Landauer formula for interacting systems: a consistent non-perturbative approximation

TL;DR

This paper develops a non-perturbative approximation for the Landauer formula in interacting quantum systems, enabling more accurate transport calculations beyond traditional perturbation methods.

Contribution

It introduces a consistent, non-perturbative approximation for electric and thermal currents that extends the GW approximation while ensuring current conservation.

Findings

Captures important non-perturbative features

Provides a framework for systems where exact solutions are unavailable

Ensures current conservation with proper self-energy and vertex corrections

Abstract

Transport measurements are one of the most widely used methods of characterizing small systems in chemistry and physics. When interactions are negligible, the current through quantum dots, nanowires, molecular junctions, and other submicron structures can be obtained using the Landauer formula. Meir and Wingreen derived an exact expression for the current that also applies in the presence of interactions. This powerful theoretical tool requires knowledge of the exact Green's function.
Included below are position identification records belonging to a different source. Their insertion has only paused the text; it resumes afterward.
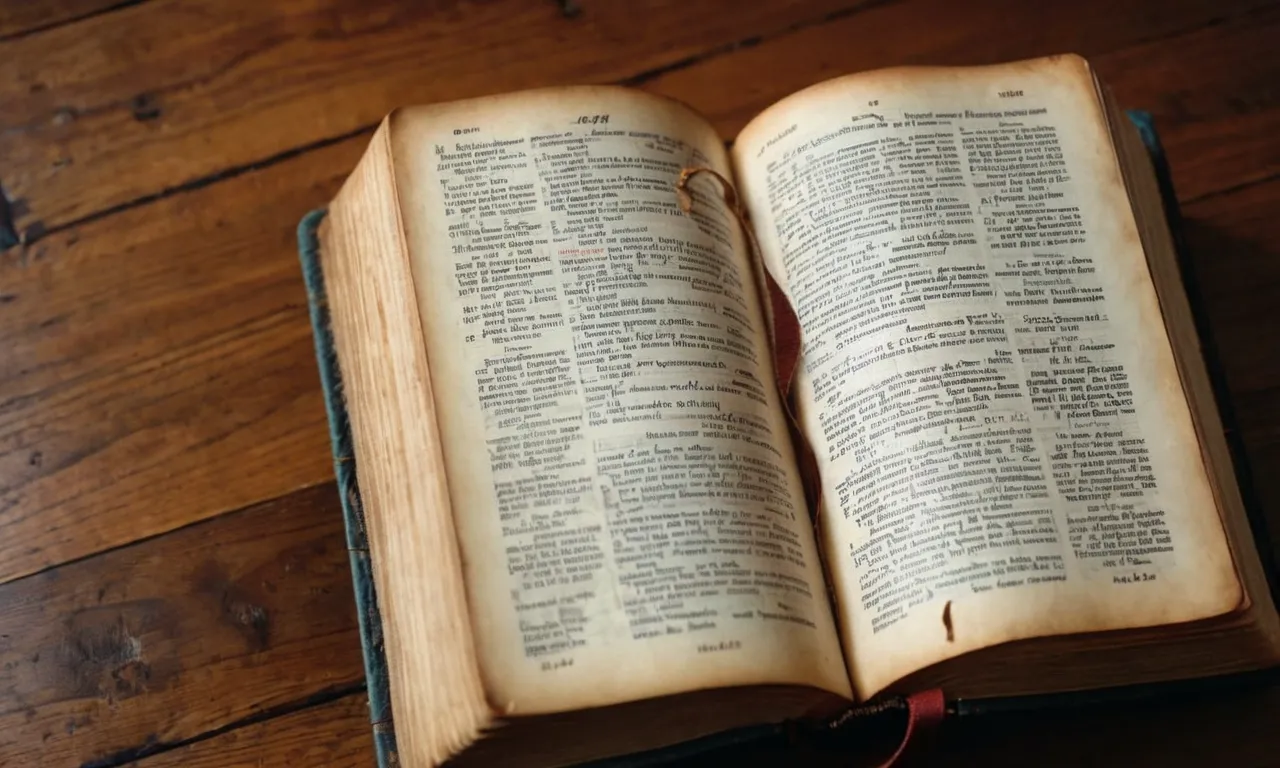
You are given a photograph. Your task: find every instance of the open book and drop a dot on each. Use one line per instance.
(585, 489)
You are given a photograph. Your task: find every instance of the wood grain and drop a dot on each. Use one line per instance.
(333, 735)
(23, 17)
(1200, 67)
(182, 311)
(170, 638)
(149, 97)
(159, 368)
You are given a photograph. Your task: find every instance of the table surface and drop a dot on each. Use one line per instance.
(174, 586)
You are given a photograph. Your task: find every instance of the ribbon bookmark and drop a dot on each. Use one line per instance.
(784, 325)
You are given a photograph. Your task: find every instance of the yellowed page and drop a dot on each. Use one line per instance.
(626, 497)
(1002, 437)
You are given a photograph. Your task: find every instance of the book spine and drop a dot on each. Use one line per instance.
(348, 490)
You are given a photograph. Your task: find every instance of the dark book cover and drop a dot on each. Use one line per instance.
(366, 595)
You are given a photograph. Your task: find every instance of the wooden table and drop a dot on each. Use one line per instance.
(173, 581)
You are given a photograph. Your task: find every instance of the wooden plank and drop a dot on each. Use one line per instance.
(334, 735)
(172, 339)
(170, 638)
(1197, 731)
(1205, 71)
(159, 368)
(23, 17)
(1224, 728)
(131, 103)
(1234, 255)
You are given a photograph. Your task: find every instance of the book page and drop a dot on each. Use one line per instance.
(629, 508)
(1004, 443)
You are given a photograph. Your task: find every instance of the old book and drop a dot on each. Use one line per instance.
(636, 470)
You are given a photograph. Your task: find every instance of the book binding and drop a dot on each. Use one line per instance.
(922, 711)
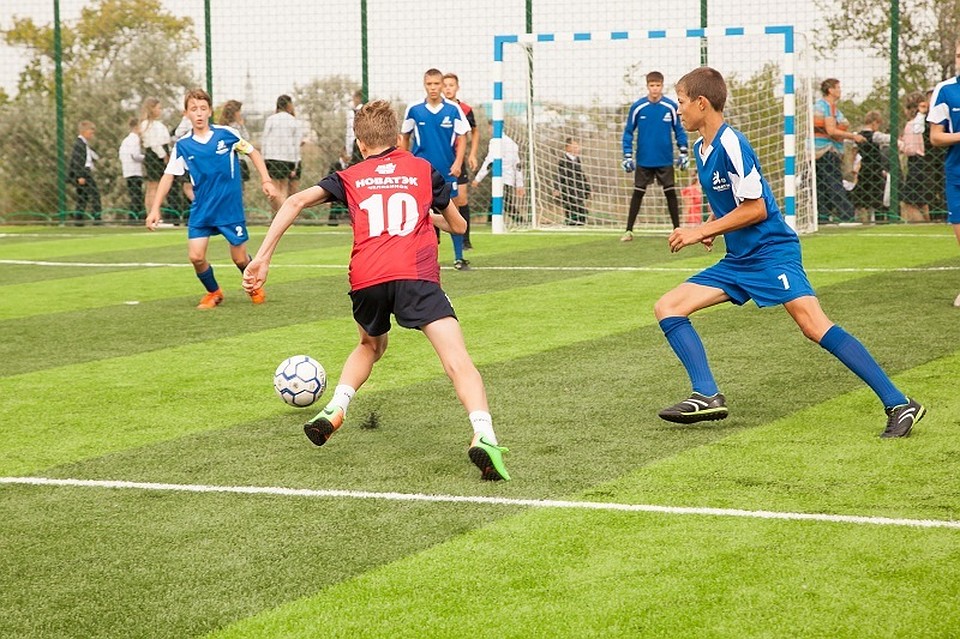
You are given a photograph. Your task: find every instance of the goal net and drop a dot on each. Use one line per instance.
(549, 88)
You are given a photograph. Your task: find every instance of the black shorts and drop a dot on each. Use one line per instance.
(415, 303)
(283, 170)
(645, 176)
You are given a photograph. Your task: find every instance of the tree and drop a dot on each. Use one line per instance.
(928, 31)
(113, 56)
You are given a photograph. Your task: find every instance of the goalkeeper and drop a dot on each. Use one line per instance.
(654, 118)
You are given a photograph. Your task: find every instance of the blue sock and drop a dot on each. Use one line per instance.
(208, 280)
(686, 343)
(854, 356)
(457, 247)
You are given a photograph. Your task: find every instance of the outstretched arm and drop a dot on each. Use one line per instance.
(255, 274)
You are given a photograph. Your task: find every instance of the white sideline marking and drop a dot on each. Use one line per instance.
(493, 501)
(664, 269)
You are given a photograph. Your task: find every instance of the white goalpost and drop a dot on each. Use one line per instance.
(552, 87)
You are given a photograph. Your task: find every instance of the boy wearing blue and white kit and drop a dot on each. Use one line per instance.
(763, 262)
(655, 120)
(944, 119)
(437, 127)
(209, 154)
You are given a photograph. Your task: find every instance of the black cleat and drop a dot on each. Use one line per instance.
(697, 408)
(900, 419)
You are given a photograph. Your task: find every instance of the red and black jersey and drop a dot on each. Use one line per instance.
(389, 197)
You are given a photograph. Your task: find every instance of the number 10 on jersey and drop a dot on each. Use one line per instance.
(397, 216)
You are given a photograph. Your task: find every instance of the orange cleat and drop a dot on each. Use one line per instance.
(211, 300)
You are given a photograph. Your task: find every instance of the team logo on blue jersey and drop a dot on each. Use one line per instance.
(720, 183)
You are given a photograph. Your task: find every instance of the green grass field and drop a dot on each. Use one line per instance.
(108, 373)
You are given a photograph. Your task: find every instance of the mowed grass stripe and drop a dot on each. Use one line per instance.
(586, 574)
(174, 388)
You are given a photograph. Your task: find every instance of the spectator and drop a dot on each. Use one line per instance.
(654, 118)
(82, 161)
(867, 194)
(512, 175)
(283, 135)
(830, 130)
(155, 139)
(131, 165)
(944, 118)
(350, 147)
(231, 116)
(917, 187)
(573, 187)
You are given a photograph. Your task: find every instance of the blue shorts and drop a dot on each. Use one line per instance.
(236, 233)
(777, 282)
(952, 191)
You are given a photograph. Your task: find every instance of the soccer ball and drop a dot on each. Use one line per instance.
(300, 380)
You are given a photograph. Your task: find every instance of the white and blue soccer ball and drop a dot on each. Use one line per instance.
(300, 380)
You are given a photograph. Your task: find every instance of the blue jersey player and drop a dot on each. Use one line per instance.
(434, 130)
(762, 262)
(655, 121)
(209, 155)
(944, 119)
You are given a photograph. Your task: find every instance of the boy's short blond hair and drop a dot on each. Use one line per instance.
(197, 94)
(376, 124)
(706, 82)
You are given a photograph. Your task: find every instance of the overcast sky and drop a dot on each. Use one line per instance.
(280, 45)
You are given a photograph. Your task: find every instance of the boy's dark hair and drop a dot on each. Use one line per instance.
(197, 94)
(376, 124)
(228, 114)
(828, 84)
(706, 82)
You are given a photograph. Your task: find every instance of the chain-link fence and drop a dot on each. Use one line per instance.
(69, 64)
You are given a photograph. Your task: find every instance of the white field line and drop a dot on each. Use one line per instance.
(665, 269)
(490, 501)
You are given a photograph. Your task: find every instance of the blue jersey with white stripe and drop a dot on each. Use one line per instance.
(214, 171)
(729, 174)
(434, 132)
(655, 123)
(945, 110)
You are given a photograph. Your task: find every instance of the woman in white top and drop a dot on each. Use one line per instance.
(156, 139)
(280, 144)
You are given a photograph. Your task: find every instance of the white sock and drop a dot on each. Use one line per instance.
(483, 425)
(342, 396)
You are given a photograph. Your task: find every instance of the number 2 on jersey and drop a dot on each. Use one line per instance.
(397, 217)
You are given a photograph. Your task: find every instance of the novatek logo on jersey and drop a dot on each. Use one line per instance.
(386, 182)
(720, 183)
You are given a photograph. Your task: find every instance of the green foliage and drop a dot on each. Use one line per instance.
(117, 53)
(928, 31)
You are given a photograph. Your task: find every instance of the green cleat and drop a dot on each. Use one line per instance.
(320, 428)
(489, 459)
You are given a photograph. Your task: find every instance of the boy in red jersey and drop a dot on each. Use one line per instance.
(393, 270)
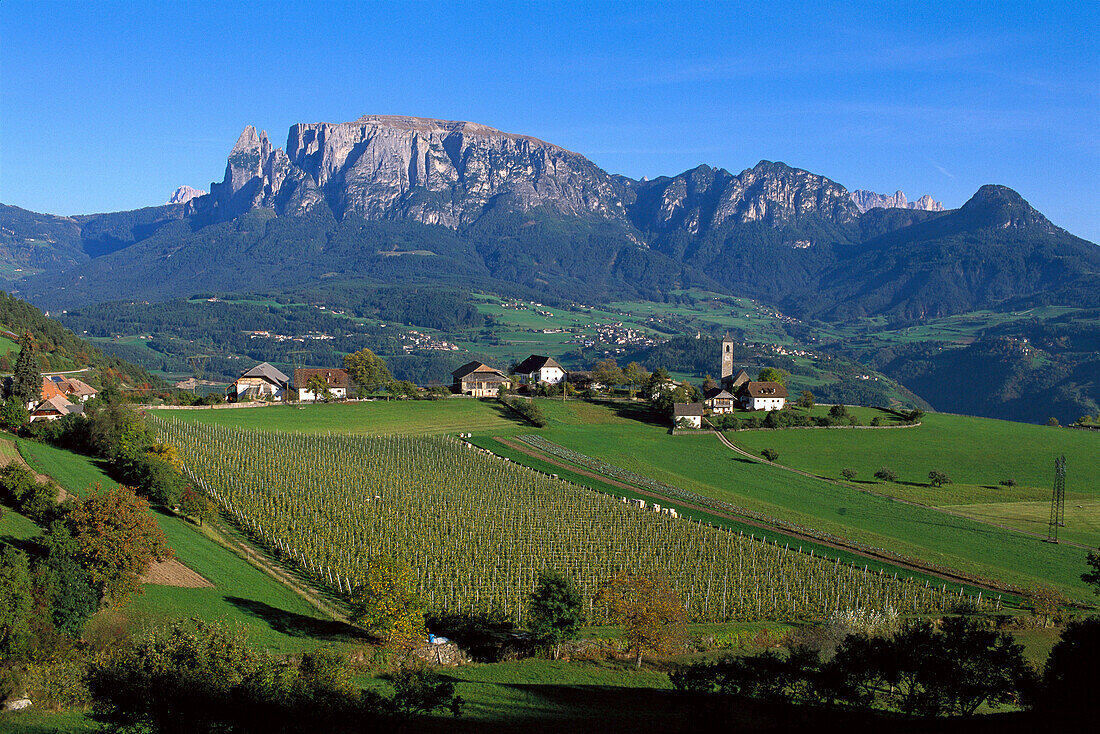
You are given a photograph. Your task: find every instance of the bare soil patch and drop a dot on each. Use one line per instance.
(174, 573)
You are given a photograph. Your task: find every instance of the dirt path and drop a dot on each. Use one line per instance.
(174, 573)
(733, 447)
(523, 448)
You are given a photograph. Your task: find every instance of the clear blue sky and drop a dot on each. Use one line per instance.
(111, 106)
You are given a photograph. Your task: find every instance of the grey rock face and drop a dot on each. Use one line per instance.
(398, 167)
(866, 200)
(185, 194)
(772, 193)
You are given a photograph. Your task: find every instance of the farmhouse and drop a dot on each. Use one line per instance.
(337, 381)
(690, 412)
(479, 380)
(537, 369)
(54, 407)
(719, 400)
(262, 381)
(73, 389)
(762, 395)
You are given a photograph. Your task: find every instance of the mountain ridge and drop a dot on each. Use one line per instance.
(514, 211)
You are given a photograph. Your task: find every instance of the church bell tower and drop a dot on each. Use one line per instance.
(727, 358)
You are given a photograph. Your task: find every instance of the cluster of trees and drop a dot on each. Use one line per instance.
(91, 555)
(950, 667)
(201, 677)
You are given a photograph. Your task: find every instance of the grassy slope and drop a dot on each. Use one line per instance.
(702, 464)
(618, 434)
(381, 417)
(275, 617)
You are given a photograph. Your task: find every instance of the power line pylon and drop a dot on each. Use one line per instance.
(1057, 501)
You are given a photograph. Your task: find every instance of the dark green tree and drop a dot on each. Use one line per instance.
(367, 371)
(26, 381)
(1068, 681)
(772, 374)
(17, 603)
(13, 414)
(1092, 576)
(554, 612)
(73, 595)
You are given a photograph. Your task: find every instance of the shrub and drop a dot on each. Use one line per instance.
(938, 478)
(886, 474)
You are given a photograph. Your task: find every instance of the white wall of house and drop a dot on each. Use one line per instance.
(767, 403)
(552, 375)
(338, 394)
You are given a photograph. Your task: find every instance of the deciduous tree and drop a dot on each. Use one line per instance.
(117, 539)
(554, 610)
(17, 602)
(647, 607)
(26, 379)
(319, 386)
(367, 371)
(387, 603)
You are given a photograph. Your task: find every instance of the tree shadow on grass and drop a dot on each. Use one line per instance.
(30, 546)
(634, 411)
(299, 625)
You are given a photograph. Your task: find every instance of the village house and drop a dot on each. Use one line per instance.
(718, 401)
(537, 369)
(584, 380)
(337, 381)
(73, 389)
(479, 380)
(690, 412)
(261, 382)
(762, 396)
(54, 407)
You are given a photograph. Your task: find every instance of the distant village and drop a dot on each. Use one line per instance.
(535, 375)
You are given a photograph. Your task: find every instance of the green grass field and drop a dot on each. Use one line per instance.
(274, 615)
(378, 417)
(620, 434)
(977, 453)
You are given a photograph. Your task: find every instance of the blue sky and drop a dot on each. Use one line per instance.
(111, 106)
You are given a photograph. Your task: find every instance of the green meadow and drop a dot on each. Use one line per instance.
(626, 436)
(274, 616)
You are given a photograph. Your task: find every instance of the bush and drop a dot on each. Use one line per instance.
(886, 474)
(938, 478)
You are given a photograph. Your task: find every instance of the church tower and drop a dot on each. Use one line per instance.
(727, 358)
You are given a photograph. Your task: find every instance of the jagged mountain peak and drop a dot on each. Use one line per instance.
(437, 172)
(185, 194)
(867, 200)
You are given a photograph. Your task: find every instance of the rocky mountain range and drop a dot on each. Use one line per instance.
(185, 194)
(463, 203)
(433, 172)
(865, 200)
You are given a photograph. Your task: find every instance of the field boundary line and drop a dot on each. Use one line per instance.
(761, 460)
(942, 573)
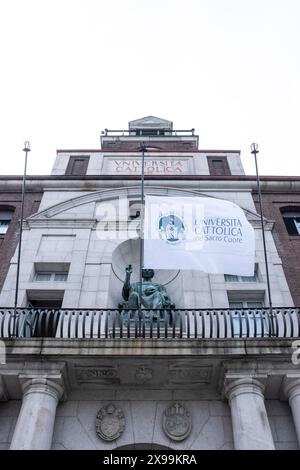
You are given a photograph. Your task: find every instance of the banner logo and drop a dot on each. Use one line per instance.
(171, 229)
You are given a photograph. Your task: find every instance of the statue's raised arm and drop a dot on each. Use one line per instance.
(127, 285)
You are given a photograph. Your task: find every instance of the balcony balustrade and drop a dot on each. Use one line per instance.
(157, 324)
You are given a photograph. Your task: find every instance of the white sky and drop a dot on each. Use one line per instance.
(228, 68)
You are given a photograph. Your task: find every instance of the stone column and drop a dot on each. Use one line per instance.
(34, 428)
(250, 424)
(3, 396)
(292, 391)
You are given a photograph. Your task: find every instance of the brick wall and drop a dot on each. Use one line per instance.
(287, 245)
(9, 241)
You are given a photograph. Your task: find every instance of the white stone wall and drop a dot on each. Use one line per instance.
(111, 163)
(212, 429)
(69, 234)
(75, 424)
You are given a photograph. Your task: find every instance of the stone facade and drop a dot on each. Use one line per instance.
(72, 390)
(288, 245)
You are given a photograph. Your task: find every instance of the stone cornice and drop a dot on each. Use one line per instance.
(272, 184)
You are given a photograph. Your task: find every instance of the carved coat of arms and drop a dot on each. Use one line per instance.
(110, 422)
(177, 423)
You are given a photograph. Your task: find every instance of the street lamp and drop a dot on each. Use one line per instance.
(255, 151)
(26, 149)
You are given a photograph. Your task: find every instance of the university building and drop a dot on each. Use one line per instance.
(83, 369)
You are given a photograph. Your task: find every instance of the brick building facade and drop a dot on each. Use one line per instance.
(82, 372)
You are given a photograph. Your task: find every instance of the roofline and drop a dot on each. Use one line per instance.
(151, 177)
(149, 151)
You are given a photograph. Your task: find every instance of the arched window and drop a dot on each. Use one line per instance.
(6, 214)
(291, 217)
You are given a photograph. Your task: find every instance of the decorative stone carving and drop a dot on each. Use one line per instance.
(153, 166)
(188, 374)
(110, 422)
(177, 423)
(143, 374)
(99, 375)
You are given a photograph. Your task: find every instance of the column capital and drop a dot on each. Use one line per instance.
(49, 385)
(236, 384)
(291, 385)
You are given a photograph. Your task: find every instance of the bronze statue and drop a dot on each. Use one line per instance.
(150, 295)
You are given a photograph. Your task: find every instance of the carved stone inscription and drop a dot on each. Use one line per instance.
(154, 166)
(100, 375)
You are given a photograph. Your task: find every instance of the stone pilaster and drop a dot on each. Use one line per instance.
(291, 390)
(250, 424)
(34, 428)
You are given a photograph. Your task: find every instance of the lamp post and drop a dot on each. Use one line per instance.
(26, 149)
(142, 149)
(255, 151)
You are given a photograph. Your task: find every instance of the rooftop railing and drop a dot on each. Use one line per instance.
(157, 324)
(149, 133)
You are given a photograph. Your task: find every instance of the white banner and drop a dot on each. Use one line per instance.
(198, 233)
So far, an approximation extending beyond direct finite-order perturbation theory is missing. Here, we provide general expressions for both the electric and thermal currents where we expand the self-energy to the lowest order (frequently dubbed the GW approximation) but keep contributions to all orders in this quantity. Moreover, we show that the electric current is conserved only when the self-energy and vertex corrections are correctly included. We demonstrate that our formulae capture important non-perturbative features and hence, provide a powerful tool in cases where the exact solution cannot be found.